Environmental Regulation: We sold our chemical distribution operations in 1987 and retained responsibility for
certain environmental obligations. Agreements with the Environmental Protection Agency and certain states may
require environmental assessments and cleanups at several closed sites. These matters are described further in
Financial Note 17 to the consolidated financial statements, “Other Commitments and Contingent Liabilities,”
appearing in this Annual Report on Form 10-K. Other than any expenditures that may be required in connection
with those legal matters, we do not anticipate making substantial capital expenditures either for environmental
issues, or to comply with environmental laws and regulations in the future.
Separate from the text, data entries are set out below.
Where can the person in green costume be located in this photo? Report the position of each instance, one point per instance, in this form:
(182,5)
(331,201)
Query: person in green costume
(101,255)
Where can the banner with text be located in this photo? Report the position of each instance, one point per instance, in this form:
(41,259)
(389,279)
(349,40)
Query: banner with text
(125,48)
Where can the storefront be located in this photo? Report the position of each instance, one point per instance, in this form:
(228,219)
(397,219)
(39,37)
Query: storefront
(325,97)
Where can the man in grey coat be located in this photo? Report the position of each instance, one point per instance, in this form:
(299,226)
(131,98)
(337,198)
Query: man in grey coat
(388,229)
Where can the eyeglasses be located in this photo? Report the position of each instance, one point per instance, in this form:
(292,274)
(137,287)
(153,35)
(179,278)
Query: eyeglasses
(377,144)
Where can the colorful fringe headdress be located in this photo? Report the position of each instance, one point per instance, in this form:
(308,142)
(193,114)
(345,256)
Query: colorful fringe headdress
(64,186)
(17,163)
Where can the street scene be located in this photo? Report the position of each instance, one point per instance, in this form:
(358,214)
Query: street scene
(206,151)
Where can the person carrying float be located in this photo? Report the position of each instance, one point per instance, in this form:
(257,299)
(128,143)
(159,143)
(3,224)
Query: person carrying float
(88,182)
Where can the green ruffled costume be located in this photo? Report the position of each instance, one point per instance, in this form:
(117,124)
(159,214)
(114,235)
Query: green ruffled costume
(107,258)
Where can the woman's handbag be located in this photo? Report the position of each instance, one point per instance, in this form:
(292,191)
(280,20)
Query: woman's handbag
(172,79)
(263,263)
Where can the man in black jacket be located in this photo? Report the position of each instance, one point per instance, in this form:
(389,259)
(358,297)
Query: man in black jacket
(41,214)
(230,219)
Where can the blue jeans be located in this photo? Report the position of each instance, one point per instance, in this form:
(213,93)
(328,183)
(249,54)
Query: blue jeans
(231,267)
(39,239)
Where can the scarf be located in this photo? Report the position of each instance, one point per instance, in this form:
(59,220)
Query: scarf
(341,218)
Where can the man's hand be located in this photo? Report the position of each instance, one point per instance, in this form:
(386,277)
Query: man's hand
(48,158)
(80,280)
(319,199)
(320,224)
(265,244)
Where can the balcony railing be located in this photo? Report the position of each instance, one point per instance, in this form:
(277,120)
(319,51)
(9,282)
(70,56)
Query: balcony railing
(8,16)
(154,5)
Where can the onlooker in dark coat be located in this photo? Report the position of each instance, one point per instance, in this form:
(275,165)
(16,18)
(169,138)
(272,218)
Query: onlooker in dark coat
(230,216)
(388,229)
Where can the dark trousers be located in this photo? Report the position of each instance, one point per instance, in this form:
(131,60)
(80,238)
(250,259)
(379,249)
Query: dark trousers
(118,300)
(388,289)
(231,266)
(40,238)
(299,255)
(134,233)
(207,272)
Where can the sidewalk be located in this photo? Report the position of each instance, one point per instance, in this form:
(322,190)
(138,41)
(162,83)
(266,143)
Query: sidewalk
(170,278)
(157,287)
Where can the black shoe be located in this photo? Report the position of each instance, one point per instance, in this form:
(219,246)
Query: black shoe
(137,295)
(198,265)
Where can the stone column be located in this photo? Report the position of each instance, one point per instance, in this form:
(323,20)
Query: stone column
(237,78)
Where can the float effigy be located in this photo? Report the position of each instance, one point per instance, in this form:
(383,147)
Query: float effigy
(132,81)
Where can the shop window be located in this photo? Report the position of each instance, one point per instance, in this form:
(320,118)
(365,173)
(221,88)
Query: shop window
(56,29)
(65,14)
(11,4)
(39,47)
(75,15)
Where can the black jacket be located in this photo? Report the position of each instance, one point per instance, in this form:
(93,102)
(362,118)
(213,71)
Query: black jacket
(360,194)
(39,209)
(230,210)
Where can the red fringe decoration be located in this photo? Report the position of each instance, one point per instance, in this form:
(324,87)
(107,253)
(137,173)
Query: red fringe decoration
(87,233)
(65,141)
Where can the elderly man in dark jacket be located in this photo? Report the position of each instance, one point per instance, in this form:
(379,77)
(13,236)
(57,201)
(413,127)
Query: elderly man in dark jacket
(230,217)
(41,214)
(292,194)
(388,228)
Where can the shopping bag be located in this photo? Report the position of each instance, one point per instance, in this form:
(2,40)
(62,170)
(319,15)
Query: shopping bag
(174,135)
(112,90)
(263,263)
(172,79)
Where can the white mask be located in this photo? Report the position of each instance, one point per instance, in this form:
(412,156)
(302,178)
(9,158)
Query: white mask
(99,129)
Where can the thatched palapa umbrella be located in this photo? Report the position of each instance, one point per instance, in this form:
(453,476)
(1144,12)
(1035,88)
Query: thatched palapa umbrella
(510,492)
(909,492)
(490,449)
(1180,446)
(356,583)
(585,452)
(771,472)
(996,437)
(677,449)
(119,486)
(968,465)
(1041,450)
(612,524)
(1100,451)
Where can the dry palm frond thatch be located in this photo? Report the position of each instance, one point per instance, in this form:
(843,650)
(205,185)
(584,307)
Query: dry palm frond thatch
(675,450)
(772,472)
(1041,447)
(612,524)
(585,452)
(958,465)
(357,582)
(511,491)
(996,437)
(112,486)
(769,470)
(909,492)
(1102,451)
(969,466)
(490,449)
The amount of our capital expenditures
for environmental compliance was not material in 2008 and is not expected to be material in the next year.
Employees: On March 31, 2008, we employed approximately 32,900 persons compared to 31,800 in 2007 and
26,400 in 2006.
Financial Information About Foreign and Domestic Operations: Information as to foreign and domestic
operations is included in Financial Notes 1 and 21 to the consolidated financial statements, “Significant Accounting
Policies” and “Segments of Business,” appearing in this Annual Report on Form 10-K.